The physician should carefully guard against making a diagnosis according to preconceived views. On the whole, the general practitioner is more likely to err on the side of diagnosticating organic disease where it does not exist; the specialist in too quickly assigning hysteria where organic disease is present, or in failing to determine the association of hysteria and organic disease in the same case.
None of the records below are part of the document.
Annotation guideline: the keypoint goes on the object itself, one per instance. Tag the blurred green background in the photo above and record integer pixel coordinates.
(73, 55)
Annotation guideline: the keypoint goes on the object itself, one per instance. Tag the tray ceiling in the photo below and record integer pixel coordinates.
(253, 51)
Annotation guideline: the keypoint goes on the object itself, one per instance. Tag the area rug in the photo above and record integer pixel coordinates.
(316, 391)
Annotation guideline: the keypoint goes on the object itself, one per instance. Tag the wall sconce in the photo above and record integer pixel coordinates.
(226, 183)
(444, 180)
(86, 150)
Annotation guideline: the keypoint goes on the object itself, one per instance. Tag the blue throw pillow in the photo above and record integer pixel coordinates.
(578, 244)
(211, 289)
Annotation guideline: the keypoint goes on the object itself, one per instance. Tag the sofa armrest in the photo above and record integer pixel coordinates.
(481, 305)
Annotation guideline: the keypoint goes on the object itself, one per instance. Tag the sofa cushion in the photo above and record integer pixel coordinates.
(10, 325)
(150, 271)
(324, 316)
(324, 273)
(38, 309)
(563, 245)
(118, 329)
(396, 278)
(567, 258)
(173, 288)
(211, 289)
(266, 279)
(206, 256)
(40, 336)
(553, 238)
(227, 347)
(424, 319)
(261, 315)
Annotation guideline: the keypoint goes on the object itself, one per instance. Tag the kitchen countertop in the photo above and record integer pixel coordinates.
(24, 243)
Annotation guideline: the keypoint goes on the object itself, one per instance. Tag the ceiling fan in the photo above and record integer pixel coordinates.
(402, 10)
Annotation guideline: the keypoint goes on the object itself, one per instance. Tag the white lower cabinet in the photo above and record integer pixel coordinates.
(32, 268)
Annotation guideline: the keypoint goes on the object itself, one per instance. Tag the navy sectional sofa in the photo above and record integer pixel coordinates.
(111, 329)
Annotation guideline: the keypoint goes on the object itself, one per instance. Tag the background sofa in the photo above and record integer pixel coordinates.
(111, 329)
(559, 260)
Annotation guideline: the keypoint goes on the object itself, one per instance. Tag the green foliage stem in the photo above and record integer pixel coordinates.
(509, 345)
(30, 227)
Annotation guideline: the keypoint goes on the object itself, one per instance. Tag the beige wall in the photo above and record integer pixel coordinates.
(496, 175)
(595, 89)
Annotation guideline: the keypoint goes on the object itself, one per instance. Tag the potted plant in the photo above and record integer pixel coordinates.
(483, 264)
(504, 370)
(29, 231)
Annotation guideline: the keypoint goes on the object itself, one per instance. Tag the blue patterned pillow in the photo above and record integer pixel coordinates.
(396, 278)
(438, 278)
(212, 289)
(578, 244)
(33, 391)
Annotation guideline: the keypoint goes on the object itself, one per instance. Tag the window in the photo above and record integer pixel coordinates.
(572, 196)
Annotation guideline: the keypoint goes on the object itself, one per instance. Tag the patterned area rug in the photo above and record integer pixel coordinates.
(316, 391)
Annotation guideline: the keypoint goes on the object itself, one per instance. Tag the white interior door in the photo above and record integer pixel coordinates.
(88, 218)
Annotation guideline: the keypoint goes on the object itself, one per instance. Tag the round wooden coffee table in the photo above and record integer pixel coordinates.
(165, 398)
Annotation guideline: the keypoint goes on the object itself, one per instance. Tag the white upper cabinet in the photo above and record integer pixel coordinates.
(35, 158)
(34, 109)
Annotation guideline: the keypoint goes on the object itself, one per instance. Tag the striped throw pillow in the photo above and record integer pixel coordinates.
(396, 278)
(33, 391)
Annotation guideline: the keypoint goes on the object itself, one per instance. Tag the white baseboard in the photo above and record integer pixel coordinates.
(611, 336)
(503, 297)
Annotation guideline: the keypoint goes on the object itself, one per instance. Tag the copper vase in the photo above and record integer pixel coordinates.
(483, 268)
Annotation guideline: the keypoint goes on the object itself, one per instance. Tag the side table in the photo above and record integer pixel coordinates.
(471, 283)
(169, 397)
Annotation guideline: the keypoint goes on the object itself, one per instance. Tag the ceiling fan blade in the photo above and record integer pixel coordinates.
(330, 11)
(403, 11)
Special expedients may sometimes be resorted to in the course of an examination. Not a few hysterical symptoms require for their continuance that the patient's mind shall be centred on the manifestations. If, therefore, the attention can, without arousing suspicions, be directed to something else during the examination, the disappearance of the particular hysterical symptom may clear away all obscurity. In a case reported by Seguin,104 in which staggering was a prominent symptom, the patient was placed in the middle of the room and directed to look at the ceiling to see if he could make out certain fine marks; he stood perfectly well without any unsteadiness. In the case of a boy eleven years old whose chief symptoms were hysterical paralysis with contracture of the lower extremities, great hyperæsthesia of the feet, and a tremor involving both the upper and lower extremities, and sometimes the head, I directed him, as if to bring out some point, to hold one arm above his head and at the same time fix his attention on the foot of the opposite side. The tremor in the upper extremities, which had been most marked, entirely disappeared. This experiment was varied, the result being the same.